In particular, the CSI from both in-band (user plane) and out-band
(control plane) is the only index for R1 to calculate and determine
the egress, it's highly possible to make this egress calculation in
terms of both networking (bandwidth, latency etc) and computing
Service Agreement Level. Nevertheless, the two SLA routing
optimization could be decoupled to such a degree that the traditional
routing algorithms could remain as they are.

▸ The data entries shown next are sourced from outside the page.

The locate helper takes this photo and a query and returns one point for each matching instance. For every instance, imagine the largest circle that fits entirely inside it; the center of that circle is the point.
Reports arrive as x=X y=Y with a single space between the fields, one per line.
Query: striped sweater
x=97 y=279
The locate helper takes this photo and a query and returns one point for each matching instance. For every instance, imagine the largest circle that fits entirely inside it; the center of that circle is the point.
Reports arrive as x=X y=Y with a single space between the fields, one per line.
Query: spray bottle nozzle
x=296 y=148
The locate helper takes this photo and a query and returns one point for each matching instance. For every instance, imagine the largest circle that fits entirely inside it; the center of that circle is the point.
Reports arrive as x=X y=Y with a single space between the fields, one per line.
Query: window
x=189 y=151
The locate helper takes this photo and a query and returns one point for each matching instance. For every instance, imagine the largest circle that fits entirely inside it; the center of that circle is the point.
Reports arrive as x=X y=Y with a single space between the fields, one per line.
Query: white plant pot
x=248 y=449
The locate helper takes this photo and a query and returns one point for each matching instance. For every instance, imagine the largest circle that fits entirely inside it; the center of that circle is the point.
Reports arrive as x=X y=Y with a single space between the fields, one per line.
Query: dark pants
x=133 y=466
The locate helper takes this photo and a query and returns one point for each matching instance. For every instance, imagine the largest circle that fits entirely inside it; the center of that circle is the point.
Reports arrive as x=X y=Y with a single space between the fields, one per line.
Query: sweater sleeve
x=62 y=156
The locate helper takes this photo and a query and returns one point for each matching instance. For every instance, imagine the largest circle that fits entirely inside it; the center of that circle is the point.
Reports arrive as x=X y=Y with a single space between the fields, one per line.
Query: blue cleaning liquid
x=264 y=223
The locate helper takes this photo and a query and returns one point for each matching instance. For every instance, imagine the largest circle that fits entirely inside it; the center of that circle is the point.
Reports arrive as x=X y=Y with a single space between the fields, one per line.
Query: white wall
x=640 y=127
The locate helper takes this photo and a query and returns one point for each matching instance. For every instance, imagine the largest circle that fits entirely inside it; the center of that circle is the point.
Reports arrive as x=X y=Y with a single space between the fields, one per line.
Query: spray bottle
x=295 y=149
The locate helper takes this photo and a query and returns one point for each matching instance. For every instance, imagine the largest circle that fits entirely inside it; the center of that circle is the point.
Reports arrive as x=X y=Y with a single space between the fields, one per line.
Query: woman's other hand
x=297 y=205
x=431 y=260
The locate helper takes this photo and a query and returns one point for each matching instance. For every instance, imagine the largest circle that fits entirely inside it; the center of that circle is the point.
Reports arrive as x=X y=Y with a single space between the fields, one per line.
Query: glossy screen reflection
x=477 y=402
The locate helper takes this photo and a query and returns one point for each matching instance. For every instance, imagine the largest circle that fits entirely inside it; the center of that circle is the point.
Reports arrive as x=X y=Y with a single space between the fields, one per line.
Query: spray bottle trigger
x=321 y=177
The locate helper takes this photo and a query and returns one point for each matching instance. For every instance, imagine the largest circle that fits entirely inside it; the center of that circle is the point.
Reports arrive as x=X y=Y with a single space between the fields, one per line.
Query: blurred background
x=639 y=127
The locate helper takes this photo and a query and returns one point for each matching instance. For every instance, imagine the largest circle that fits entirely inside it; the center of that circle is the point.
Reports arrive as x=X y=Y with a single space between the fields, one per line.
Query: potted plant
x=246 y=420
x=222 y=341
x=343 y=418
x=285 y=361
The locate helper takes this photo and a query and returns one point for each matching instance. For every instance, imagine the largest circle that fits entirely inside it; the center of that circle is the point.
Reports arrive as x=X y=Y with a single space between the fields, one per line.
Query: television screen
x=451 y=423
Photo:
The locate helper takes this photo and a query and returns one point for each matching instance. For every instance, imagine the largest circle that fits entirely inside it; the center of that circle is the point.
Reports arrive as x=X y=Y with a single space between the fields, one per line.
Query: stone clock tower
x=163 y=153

The convergence of the
SLA policies as well as the methods to make GCR aware of the two SLA
is out of scope of this proposal.
+--------+ +--------+ +--------+ +--------+
| GCRS |--->| |--->| LCRS |--->| ICS |
+--------+ +--------+ +--------+ +--------+
R1 R
|<---------- GCRS segment ---------->|<- LCRS ->|
segment
Figure 2
When the service flow arrives at R2 which terminates the GCRS segment
routing and determines S1 which is the service instance selected
according to LCRS maintained at R2. Again CSI is the only index for
LCRS segment routing process.
3.3. Cross-domain computing routing and forwarding
Co-ordinated computing resource scheduling among multiple regions
which are usually connected by multiple network domains, as
illustrated in section 1, is an important part of intended scenarios
with regard to why computing-based scheduling and routing is proposed
in the first place. The two-segment routing and forwarding scheme
illustrated in 3.2 is a typical use case of cross-domain computing
routing and forwarding and a good building block for the full-domain
scenario solution. Computing metric information is brought into
network domain to enable the latter scheduling routing policies
beyond network. However, a particular scheme has to be put in place
to ensure mild and acceptable impacts upon the ongoing IP routing
scheme. A consistent CSI across terminal, network (multiple domains)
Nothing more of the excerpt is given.